In an arithmetic sequence, the \( n \)-th term can be expressed based on the first term and the common difference. The general formula for the explicit term of an arithmetic sequence is given by:
\[ a_n = a_1 + (n - 1) d \]
where \( a_n \) is the \( n \)-th term, \( a_1 \) is the first term, \( d \) is the common difference, and \( n \) is the term number.
Given Information
- The 3rd term \( a_3 = \frac{3}{2} \)
- The common difference \( d = \frac{1}{2} \)

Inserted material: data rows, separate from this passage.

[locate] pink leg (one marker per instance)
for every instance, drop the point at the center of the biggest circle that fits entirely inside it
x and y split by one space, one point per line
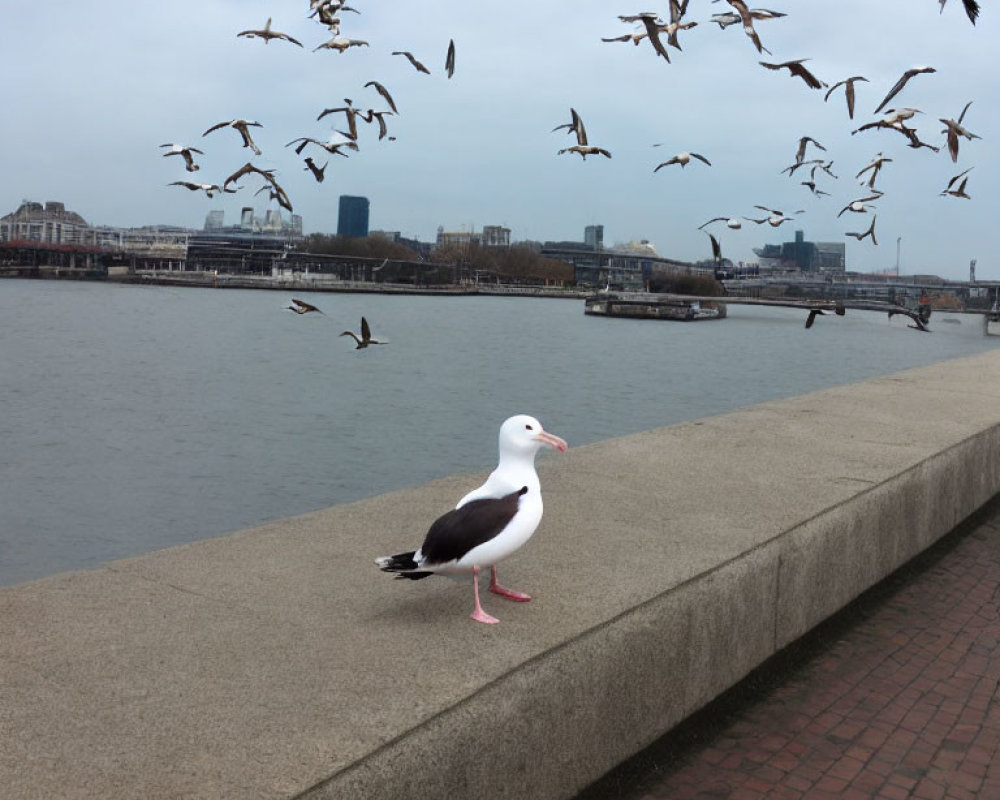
510 594
479 615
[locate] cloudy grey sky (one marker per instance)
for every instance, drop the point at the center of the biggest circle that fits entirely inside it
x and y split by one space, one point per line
91 90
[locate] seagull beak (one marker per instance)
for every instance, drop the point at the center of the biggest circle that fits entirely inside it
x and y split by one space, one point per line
552 441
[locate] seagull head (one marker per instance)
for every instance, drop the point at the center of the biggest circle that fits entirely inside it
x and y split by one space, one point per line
524 435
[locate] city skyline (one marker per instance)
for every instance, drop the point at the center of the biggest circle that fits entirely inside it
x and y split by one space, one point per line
87 119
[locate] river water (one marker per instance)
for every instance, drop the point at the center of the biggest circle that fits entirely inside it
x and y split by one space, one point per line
136 418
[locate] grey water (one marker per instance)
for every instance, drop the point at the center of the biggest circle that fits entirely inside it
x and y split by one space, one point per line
136 418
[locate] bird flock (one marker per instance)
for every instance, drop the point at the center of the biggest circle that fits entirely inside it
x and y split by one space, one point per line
650 31
327 14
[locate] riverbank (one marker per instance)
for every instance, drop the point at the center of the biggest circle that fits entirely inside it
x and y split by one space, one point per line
278 662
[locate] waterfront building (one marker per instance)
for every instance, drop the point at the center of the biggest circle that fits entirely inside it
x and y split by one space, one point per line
352 216
819 257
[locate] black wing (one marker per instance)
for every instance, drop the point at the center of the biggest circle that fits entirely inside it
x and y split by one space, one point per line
454 534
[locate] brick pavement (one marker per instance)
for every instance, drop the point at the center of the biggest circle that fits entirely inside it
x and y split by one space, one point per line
897 697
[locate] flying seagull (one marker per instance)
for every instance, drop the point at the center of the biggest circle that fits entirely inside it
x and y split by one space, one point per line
488 524
340 44
185 151
417 65
682 159
971 9
267 34
366 336
242 125
731 222
858 206
384 92
302 307
848 83
654 26
449 61
316 171
953 129
795 68
901 83
208 188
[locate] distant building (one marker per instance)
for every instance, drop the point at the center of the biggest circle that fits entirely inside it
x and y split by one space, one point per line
825 257
593 236
352 216
49 224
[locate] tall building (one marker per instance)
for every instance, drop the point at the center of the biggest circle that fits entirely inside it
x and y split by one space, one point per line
352 216
593 237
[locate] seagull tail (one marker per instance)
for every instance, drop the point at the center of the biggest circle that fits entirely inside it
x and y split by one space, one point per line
403 565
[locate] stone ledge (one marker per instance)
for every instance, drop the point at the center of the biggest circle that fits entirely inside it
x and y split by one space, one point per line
278 662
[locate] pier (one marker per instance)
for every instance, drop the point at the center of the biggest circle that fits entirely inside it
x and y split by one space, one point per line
278 662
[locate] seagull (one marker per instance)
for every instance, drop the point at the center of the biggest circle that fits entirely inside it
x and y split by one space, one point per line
858 206
960 190
795 68
971 9
267 34
302 307
801 152
316 171
241 125
417 65
839 310
731 222
582 146
875 166
332 147
953 129
185 151
366 336
683 159
208 188
870 232
747 17
384 92
488 524
812 188
654 26
340 44
449 61
848 92
901 83
267 175
716 249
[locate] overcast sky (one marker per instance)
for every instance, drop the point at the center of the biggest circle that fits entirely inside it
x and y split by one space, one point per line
92 89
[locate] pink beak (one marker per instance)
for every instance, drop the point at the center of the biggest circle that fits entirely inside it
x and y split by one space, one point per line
552 441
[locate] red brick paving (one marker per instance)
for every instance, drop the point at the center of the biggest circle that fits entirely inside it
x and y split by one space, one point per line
897 698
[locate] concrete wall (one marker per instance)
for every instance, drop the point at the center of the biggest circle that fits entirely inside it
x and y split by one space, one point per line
278 662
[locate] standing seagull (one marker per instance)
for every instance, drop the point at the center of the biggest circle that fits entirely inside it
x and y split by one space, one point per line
901 83
241 125
366 336
848 83
489 523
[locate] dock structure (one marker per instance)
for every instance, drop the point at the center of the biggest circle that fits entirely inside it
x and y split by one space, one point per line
278 662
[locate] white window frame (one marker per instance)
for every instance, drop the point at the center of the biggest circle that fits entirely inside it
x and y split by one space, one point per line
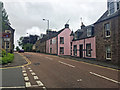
106 29
107 52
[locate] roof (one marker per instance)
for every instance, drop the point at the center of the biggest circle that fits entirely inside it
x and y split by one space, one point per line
51 35
105 16
82 33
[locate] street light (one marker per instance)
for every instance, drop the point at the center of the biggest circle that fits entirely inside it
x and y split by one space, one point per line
47 22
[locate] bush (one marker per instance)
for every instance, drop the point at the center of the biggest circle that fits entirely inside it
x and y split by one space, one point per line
6 58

Step 1: Find the First Term
To find the first term \( a_1 \), we use the formula for the 3rd term:
\[ a_3 = a_1 + (3 - 1)d \] Substituting the known values:
\[ \frac{3}{2} = a_1 + 2 \left(\frac{1}{2}\right) \] \[ \frac{3}{2} = a_1 + 1 \] Now, we solve for \( a_1 \):
\[ a_1 = \frac{3}{2} - 1 = \frac{1}{2} \]
Step 2: Explicit Formula
Now that we have \( a_1 = \frac{1}{2} \) and \( d = \frac{1}{2} \), we can write the explicit formula:
\[ a_n = \frac{1}{2} + (n - 1) \left(\frac{1}{2}\right) \] Simplifying:
\[ a_n = \frac{1}{2} + \frac{n - 1}{2} = \frac{1 + (n - 1)}{2} = \frac{n}{2} \]
Step 3: Recursive Formula
The recursive formula for an arithmetic sequence is given by:
\[ a_n = a_{n-1} + d \]
For our case, since \( d = \frac{1}{2} \):
\[ a_n = a_{n-1} + \frac{1}{2} \]
We also need to include the first term:
\[ a_1 = \frac{1}{2} \]
Final Formulas
Thus, the explicit and recursive formulas for the arithmetic sequence are:
Explicit Formula: \[ a_n = \frac{n}{2} \]
Recursive Formula: \[ \begin{cases} a_1 = \frac{1}{2} \ a_n = a_{n-1} + \frac{1}{2} \quad \text{for } n > 1 \end{cases} \]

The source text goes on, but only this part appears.